Yüzüstü kalan haremağaları!
Nazım Hikmet’in “Memleketimden İnsan Manzaraları” bir meşhurlar ansiklopedisi değildir. Hepsi “ateşi ve ihaneti” görmüş, daha çok “kainatın ortasında, yapayalnız, kundurasız ve gömleksiz” kalan sıradan insanların macerası vardır bu muazzam eserde.
Okurken her mısraı bir kamçı gibi şaklar yüzümüze…
Mesela durup dururken şöyle bir şey çıkar karşımıza:
“Böyle ikindi vakti Göztepe istasyonunda çıt olmaz.
Ve ekser zaman oturur hep aynı sırada tek başına bir haremağası.
Çok uzun boylu.
Çok zayıf.
Son kalanlardan.
En ihtiyarı.
Geçti çığlıklarla 15.45 katarı”
Bu şiiri okumadan önce “haremağalarına” dair hiçbir bilgi yoktu dağarcığımda. Ne saraydaki hallerini ne de saltanatın kaldırılmasından sonra akıbetleri üzerine düşünmüştüm o güne dek.
Hiç düşünmediğim yüzlerce ayrıntının Nazım Hikmet’in destanında karşıma çıkmasından sonra ete kemiğe bürünmesi gibi haremağalarının bahsi de bu satırlardan sonra bir hikayeye dönüştü muhayyilemde.
“Son harem ağası” kimdi, ne işi vardı “aynı sırada tek başına” Göztepe İstasyonu’nda?
Meğer büyük bir hikaye duruyormuş bu sorunun cevabında.
*
Buza kesmiş bir Kasım sabahaydı… Dersaadet’te sabah ezanları için henüz minarelere tırmanmamıştı müezzinler. Havada toplaşan bulutların hışırtısından başka bir şey yoktu. Sultan Vahdettin 9 yaşındaki şehzade Ertuğrul Efendi’nin elinden tutmuş Yıldız Sarayı’nın Merasim Köşkü’nün arka kapısından çıkmış silahhane kapısına doğru hızlı hızlı yürüyordu. Arkasından sadece 10 kişilik bir kafile geliyordu. Padişah ve şehzade orada bekleyen bir ambulansa bindiler, diğerleri de öbür ambulansa… Ambulanslar Balmumcu-Beşiktaş güzergahını akip ederek Dolmabahçe Saat Kulesi’nin dibinde durdular.
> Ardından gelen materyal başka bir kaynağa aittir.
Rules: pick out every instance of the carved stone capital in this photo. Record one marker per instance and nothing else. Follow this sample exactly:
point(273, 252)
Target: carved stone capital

Padişah ve beraberindekiler bir istimbotla açıklarda bekleyen Britanya’nın Malaya Zırhlısına çıktılar hemen.
İstanbul derin bir uykunun en derin yerindeydi.
Padişahın yanında sadece birkaç hizmetkarı vardı.
Sultan; Saray hareminin eski muhafızları, yani haremağalarının alayını Yıldız’da, tatil beldelerinden şehirlere geri dönerken evcil hayvanlarını orada bırakan zalim yazlıkçılar gibi akıbetlerini hiç düşünmeden orada bırakmıştı.
*
Haremağaları genellikle Etiyopya veya Sudan asıllı erkeklerdi. Hepsi cinsel organlarını kendilerine büyük bir nüfuz ve ayrıcalık sağlayan meslekleriyle değiş tokuş etmişlerdi. Bu değiş tokuşa daha çocukken mecbur bırakılmışlardı. Osmanlı memalikinin uzak uçlarındaki tacirler tarafından köle diye satılmış, uzun bir yolculuk sonucu kendilerini sarayda bulmuşlardı. Talihi yaver gidip saraya ulaşanların kaderi değişmiş, cihan devleti onlara her türlü ikbalin kapılarını açmıştı. Saray adeta onlardan sorulur olmuştu.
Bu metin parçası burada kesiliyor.